Rising Stars Dr. Elvin Holt and Dr. Sandra Mayo
Texas State professors launch groundbreaking research on black theatre in Texas
|Dr. Sandra Mayo, center
By Mary-Love Bigony, University Marketing
Drs. Elvin Holt and Sandra Mayo are conducting a statewide research project to preserve the history of black theatre in Texas. Their research will yield two books, a Web-based library of archived materials, and a six-city touring exhibit.
Holt is Professor of English and a specialist in African American literature, and Mayo is Associate Professor of Theatre and Director of Texas State’s Center for Multicultural and Gender Studies.
“Texas has a rich history of black theatre, but it is not well known,” Mayo said. “The Austin newspaper published a list of Texas playwrights, and there were no black playwrights listed. Even the Black Theater Network, a national organization, put out a book on contemporary black playwrights, and they didn’t include a single Texas playwright.”

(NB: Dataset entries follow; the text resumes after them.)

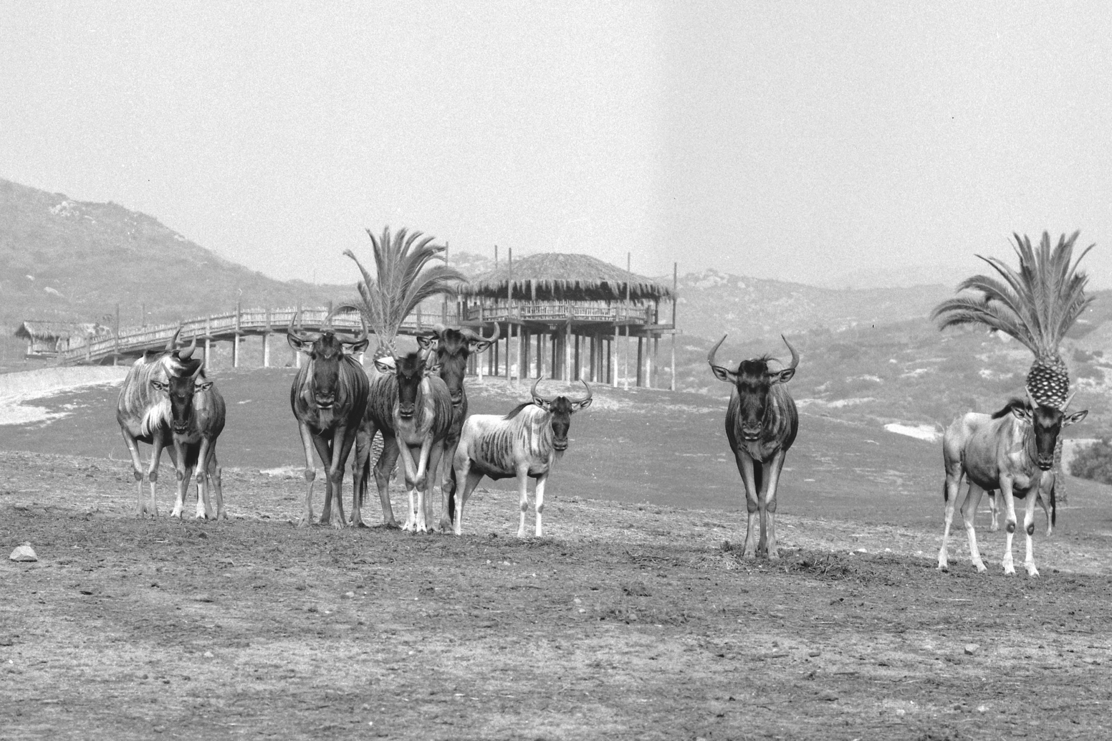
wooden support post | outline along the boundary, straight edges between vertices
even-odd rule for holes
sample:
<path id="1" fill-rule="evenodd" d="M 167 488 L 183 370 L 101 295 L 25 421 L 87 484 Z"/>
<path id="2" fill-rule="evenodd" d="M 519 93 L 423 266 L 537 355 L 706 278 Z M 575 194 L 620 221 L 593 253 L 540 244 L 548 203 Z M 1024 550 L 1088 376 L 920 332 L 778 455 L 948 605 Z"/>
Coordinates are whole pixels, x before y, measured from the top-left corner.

Mayo said the work of the late Sterling Houston, about whom she has produced two books, is virtually unknown outside of Texas. Nor is the work of other accomplished playwrights. “[Texas State alumnus] Eugene Lee’s plays have been produced all over, including at the Royal Court in London,” she said. “Ted Shine was editor of one of the most-used theatre anthologies, Black Theatre USA.”
|Dr. Elvin Holt|
Holt and Mayo are focusing their research on seven theatres: ProArts Collective in Austin, Hornsby Entertainment Theatre Company and Renaissance Guild in San Antonio, The Black Academy of Arts and Letters in Dallas, the Jubilee Theatre in Fort Worth, and the Ensemble Theatre and the Encore Theatre in Houston.

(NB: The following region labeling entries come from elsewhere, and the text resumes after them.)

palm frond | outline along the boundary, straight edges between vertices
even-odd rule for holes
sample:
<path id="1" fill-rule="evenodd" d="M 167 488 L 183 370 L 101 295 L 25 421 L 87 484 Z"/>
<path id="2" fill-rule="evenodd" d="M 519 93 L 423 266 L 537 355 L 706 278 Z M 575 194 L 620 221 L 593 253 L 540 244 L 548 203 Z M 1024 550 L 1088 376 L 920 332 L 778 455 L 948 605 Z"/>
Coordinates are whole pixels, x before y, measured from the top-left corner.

“Right now, we’re traveling the state and collecting primary documents such as programs, photos, and reviews,” Mayo said. “The program tells you who directed the play, who acted in it, who did the tech work, the dates it was performed. For each theatre we’ll look for a watershed moment or turning point to begin the story. Then we’ll show the breadth and depth of the theatre’s work, how did they did it and how they survived. For example, the Black Academy of Arts and Letters, which now offers star-studded events at its home in the Dallas Convention Center, began by presenting standard theatre performances in small rented spaces from which the troupe was sometimes kicked out.
Mayo and Holt will produce two books. The first will be a historical narrative that documents the origins and development of black theatre in Texas, with an emphasis on contemporary theatre companies and playwrights. The second will be an anthology of original plays by black Texas playwrights.

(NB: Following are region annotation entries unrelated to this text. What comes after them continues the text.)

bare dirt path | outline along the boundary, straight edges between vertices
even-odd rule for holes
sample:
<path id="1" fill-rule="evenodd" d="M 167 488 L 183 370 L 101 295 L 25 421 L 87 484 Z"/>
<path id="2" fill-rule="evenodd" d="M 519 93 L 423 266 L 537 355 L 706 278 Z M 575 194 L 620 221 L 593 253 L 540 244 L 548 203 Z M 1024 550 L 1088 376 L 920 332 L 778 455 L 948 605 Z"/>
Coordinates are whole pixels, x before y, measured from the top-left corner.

“We’ve read more than 25 plays so far, trying to make a decision about which ones will be in the anthology. Sometimes plays are great for production but don’t have literary value. We’re trying to pick the strongest pieces in terms of literature. There are a number of playwrights whose plays have been produced but not published. We will celebrate them in the anthology.”
The professors will also archive the theatres’ programs, photos, reviews, posters, flyers and scripts—pieces that will also comprise a six-city touring exhibit and a web-based archive. Participating archives include the Alkek Library at Texas State, the Carver Museum in Austin, the Black Academy of Arts and Letters in Dallas, Prairie View A&M University, the Fort Worth Public Library and the Institute of Texan Cultures in San Antonio.
According to Mayo, “People from around the world will be able to access this information. We will have links to each of the archival sites, and people will be able to see pictures and documents that tell the stories.”